From the bestselling author of Lady of Hay, Barbara Erskine‘s The Dream Weavers is a spellbinding saga that spans centuries through a writer’s eerie connections to Anglo-Saxon King Offa and his indomitable daughter. In 2021, writer Simon has decamped to a cottage on the English-Welsh border to finish his book about King Offa. Unsettled by noises in the cottage - a woman’s distant voice, banging on doors in the dead of night - he enlists the help of modern-day mystic Bea. In 775 AD, Eadburh, the youngest daughter of ambitious, aggressive King Offa has inherited her father’s ruthless streak, along with unusual gifts from her mother, and it’s not long before these two time periods and gripping stories are seamlessly interwoven, not least when Simon’s daughter vanishes in our time. While the action is epic, the stakes high, and the historic episodes powerfully evocative, Erskine has an accessible down-to-earth style, with lots of character backstory and side strands feeding into the main narratives. Thronging with mystery, ghostly visions and centuries of secrets, this comes recommended for readers who like historic fiction with meandering intrigue.
An interesting and immersive book about the undeveloped potential of mushrooms. If our relationship with nature interests you, if you believe that in order to thrive we should live in harmony with nature, then I can highly recommend reading In Search of Mycotopia. Doug Bierend is an American journalist who writes about science and technology, food, education, and how we can live in a sustainable world. Here he looks at the potential of fungi, and we meet a variety of people and ideas that could contribute to our working in harmony with nature.
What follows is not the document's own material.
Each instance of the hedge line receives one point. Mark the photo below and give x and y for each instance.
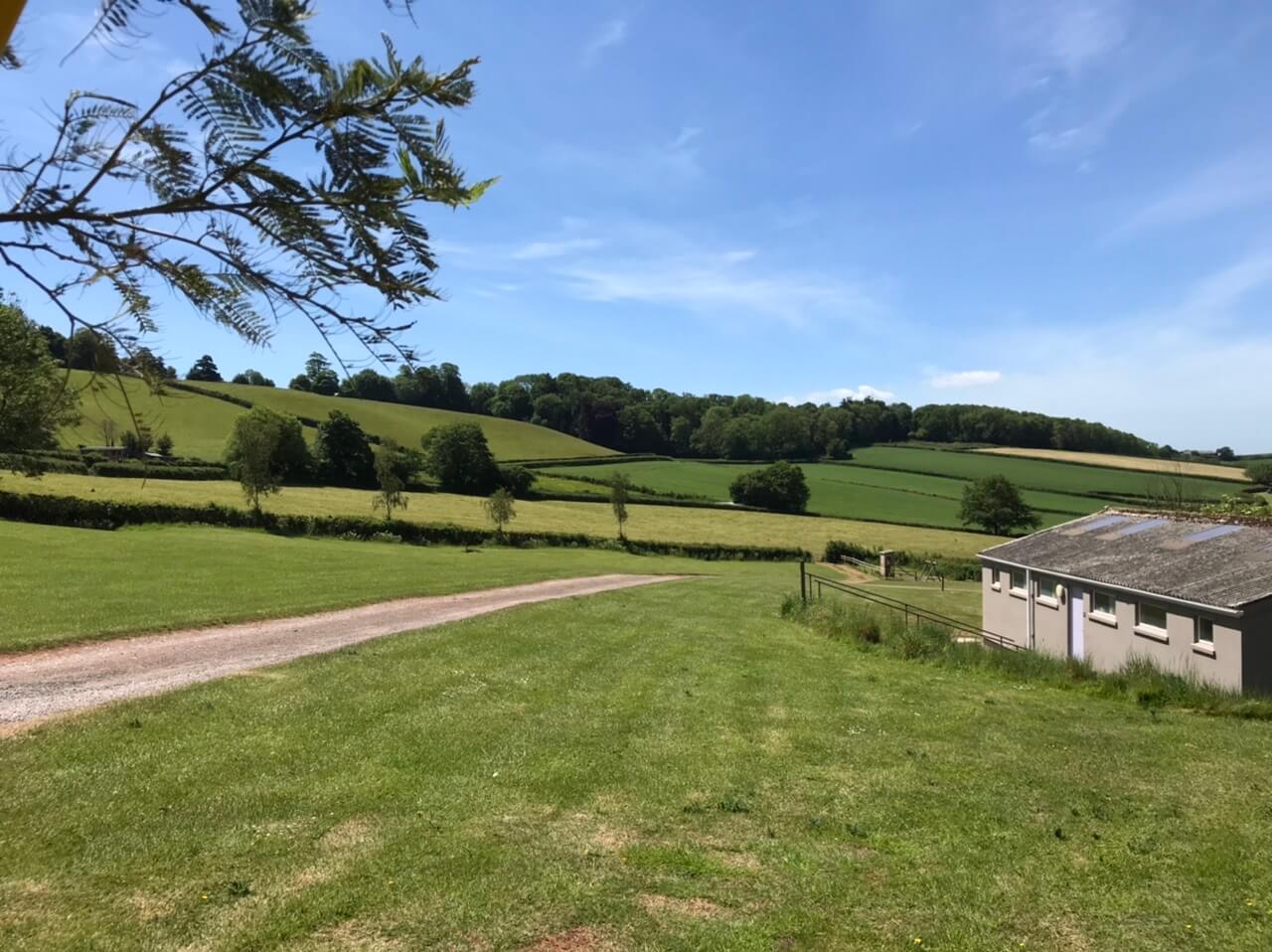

The author challenges the reader throughout this book, he questions our idea of expertise and asks us to look at fungi in a completely new way. The various chapters include a section at the Royal Botanic Gardens, Kew in London where it is clear that amateurs and experts have worked together throughout its history in the study of fungi. This is readable, inclusive, and the big messages that I kept hearing throughout this book, were about bringing people together and working together in order to gain a better relationship with nature. In Search of Mycotopia highlights the importance of fungi in an eloquent and engaging way.